К девяти Рауди и я снова были дома одни. Стив уехал на конференцию в Филадельфию. Я позвонила Баку, но он еще не вернулся, и Регина на меня рявкнула. Интересно, что она до сих пор там делает. Я понадеялась, что она туда не въехала. Можно вынести и мачеху – но не Регину Барнс.
Я побродила по дому, попыталась читать, но на уме у меня был Гэл. Если бы я прислушалась к Кевину, который не всегда ошибается, то позвонила бы Джону или Джерри, чтобы узнать, записался ли Гэл в приют, но мне было тревожно. По правде говоря, приказ Кевина сидеть дома и запирать двери пробудил во мне жажду странствий. Кроме того, странствие, к которому меня тянуло, было не чем иным, как быстрой прогулкой к арсеналу, чтобы найти Гэла. Ничто не удерживает меня от похода на собачью дрессировку, а я не из тех, кто лезет в машину, когда нужно одолеть всего несколько кварталов. Будь то четверг, а не пятница, я не раздумывала бы насчет «бронко». Больше того, Роджер, уже раз покусанный, должен был оробеть. Маргарет вообще меня не беспокоила. На Лонг-Айленде на следующий день была назначена специальная выставка для золотистых ретриверов, и я считала, что она уже зарегистрировалась в туристской гостинице и угнездилась в кровати королевских размеров. А Гэл? Я видела в нем находящегося под угрозой, а не угрозу. Во всяком случае, я ведь буду близко от дома и буду осторожна.

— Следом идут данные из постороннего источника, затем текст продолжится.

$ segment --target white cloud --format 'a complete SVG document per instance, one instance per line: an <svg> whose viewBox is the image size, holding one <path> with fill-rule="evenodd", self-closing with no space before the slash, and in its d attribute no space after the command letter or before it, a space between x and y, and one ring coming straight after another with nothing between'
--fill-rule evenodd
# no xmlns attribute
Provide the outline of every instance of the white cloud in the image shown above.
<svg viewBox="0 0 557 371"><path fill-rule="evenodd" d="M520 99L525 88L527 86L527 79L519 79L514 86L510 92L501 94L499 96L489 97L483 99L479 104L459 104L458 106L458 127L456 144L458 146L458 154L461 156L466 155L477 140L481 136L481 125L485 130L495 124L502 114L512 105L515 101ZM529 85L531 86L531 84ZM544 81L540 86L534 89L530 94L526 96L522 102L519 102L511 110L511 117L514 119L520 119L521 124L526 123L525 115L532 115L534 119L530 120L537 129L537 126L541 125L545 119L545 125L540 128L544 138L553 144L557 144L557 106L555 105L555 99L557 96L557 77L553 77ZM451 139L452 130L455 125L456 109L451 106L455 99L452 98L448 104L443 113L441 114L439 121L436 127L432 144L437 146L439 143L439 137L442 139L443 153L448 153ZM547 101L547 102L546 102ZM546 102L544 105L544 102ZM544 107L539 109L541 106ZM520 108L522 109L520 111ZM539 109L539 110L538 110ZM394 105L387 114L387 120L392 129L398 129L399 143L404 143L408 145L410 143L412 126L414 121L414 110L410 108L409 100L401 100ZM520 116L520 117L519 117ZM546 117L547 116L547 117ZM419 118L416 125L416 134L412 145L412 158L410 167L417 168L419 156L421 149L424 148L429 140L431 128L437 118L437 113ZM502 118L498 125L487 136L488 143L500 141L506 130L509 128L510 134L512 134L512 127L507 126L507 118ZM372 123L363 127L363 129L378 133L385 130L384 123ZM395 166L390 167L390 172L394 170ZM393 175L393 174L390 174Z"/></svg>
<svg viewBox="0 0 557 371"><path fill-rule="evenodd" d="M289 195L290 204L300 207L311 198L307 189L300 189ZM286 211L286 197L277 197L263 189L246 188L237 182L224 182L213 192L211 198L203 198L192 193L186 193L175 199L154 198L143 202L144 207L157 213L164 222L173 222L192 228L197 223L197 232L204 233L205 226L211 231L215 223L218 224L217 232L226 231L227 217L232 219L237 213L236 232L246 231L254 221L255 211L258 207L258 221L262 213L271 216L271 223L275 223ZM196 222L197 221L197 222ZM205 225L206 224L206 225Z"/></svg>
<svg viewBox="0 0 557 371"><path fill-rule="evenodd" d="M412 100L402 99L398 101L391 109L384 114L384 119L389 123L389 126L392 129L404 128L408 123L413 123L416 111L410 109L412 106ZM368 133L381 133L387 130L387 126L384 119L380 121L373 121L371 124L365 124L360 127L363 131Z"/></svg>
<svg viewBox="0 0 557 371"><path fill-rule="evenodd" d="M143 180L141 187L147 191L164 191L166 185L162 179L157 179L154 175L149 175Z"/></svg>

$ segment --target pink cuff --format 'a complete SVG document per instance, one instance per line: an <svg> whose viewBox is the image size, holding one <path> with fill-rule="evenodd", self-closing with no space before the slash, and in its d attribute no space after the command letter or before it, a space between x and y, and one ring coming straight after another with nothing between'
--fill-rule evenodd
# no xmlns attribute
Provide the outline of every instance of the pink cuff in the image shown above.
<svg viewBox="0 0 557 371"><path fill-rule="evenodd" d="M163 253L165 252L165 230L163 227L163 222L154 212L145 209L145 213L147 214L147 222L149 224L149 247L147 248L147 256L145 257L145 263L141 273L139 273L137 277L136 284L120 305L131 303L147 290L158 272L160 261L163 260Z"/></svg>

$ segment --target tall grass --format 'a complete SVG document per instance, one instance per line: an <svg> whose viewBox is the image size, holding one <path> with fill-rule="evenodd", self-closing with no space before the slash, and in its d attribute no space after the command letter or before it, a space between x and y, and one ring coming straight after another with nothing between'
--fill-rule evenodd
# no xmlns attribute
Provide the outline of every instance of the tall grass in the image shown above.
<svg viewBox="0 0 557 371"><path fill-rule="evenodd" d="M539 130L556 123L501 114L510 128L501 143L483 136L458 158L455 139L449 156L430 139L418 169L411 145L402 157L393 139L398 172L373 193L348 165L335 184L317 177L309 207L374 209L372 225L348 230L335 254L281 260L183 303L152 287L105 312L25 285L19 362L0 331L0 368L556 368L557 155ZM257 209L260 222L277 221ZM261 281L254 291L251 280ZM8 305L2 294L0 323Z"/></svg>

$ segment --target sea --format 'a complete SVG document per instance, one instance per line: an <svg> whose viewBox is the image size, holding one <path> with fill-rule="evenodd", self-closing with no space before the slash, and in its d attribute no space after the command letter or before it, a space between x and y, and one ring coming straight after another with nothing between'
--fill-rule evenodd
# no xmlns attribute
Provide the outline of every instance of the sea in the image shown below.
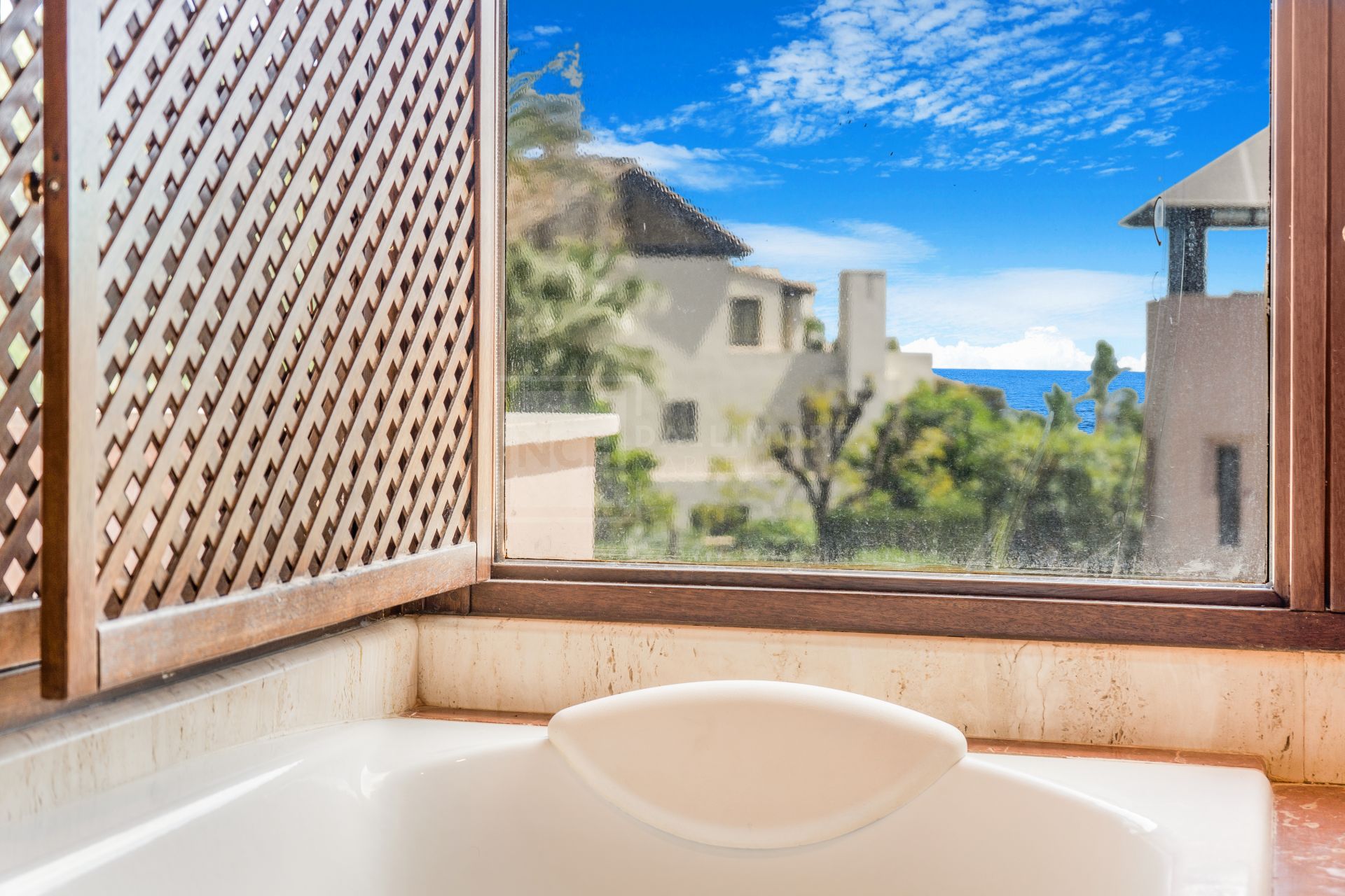
<svg viewBox="0 0 1345 896"><path fill-rule="evenodd" d="M1001 390L1009 407L1041 415L1046 414L1045 395L1052 386L1059 384L1076 398L1088 391L1088 371L982 371L943 367L935 368L933 372L950 380ZM1127 387L1139 394L1141 402L1145 400L1143 373L1127 371L1111 384L1112 391ZM1093 403L1084 402L1075 410L1080 416L1079 429L1092 433L1096 423Z"/></svg>

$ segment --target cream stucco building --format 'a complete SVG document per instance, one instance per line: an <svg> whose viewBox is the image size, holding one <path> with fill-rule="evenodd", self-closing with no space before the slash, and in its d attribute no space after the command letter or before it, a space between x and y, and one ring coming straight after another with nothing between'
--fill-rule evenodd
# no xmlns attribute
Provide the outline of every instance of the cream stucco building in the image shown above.
<svg viewBox="0 0 1345 896"><path fill-rule="evenodd" d="M833 344L810 339L814 283L740 263L751 247L636 165L616 179L633 273L660 297L638 314L629 340L654 349L659 382L611 395L621 442L659 458L656 478L683 514L722 500L725 486L749 505L788 492L767 435L799 419L810 390L855 394L872 380L868 418L921 380L932 357L902 352L886 333L886 273L839 273L839 328ZM759 493L757 493L759 492Z"/></svg>
<svg viewBox="0 0 1345 896"><path fill-rule="evenodd" d="M1270 329L1260 290L1206 294L1210 230L1270 223L1270 129L1122 219L1163 228L1167 294L1149 302L1143 562L1263 582L1270 494ZM1255 285L1250 285L1255 286Z"/></svg>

По словам Риты, логическое обоснование защищает лучше, чем отрицание. Я не уверена, что определю разницу. Мне кажется, я взяла два ломтика логического обоснования, смазала их бунтарством, вложила их меж двумя слоями отрицания и впилась в этот сэндвич зубами. Если вы обладаете привилегией выбирать защиту, забудьте о фрейдистской терминологии. Берите «Смит-Вессон» и собаку. «Это уже действие», – слышу я слова Риты. Да, по крайней мере действие.
Полуденные грифельно-голубые облака не наврали. Тяжелые комья снега просто валились, расстилаясь по безветренной ночи. Снега нападало меньше чем на дюйм, но и тонкого покрова хватило, чтобы пробудить в Рауди память предков. Узнавая, он застыл у подножия черной лестницы, потом вскинул задние лапы и ткнулся носом в землю, – собачий Пруст, вынюхивающий заледенелые бисквитики. Ко времени, когда он вскочил и понесся к углу Эпплтон и Конкорд, богоданная его шуба придала ему пленительный блеск Чемпиона Выставки, и такого блеска никогда не воспроизвел бы никакой косметический спрей, а его радость притупила мою бдительность. Жетоны у него на ошейнике позвякивали; как бубенчики.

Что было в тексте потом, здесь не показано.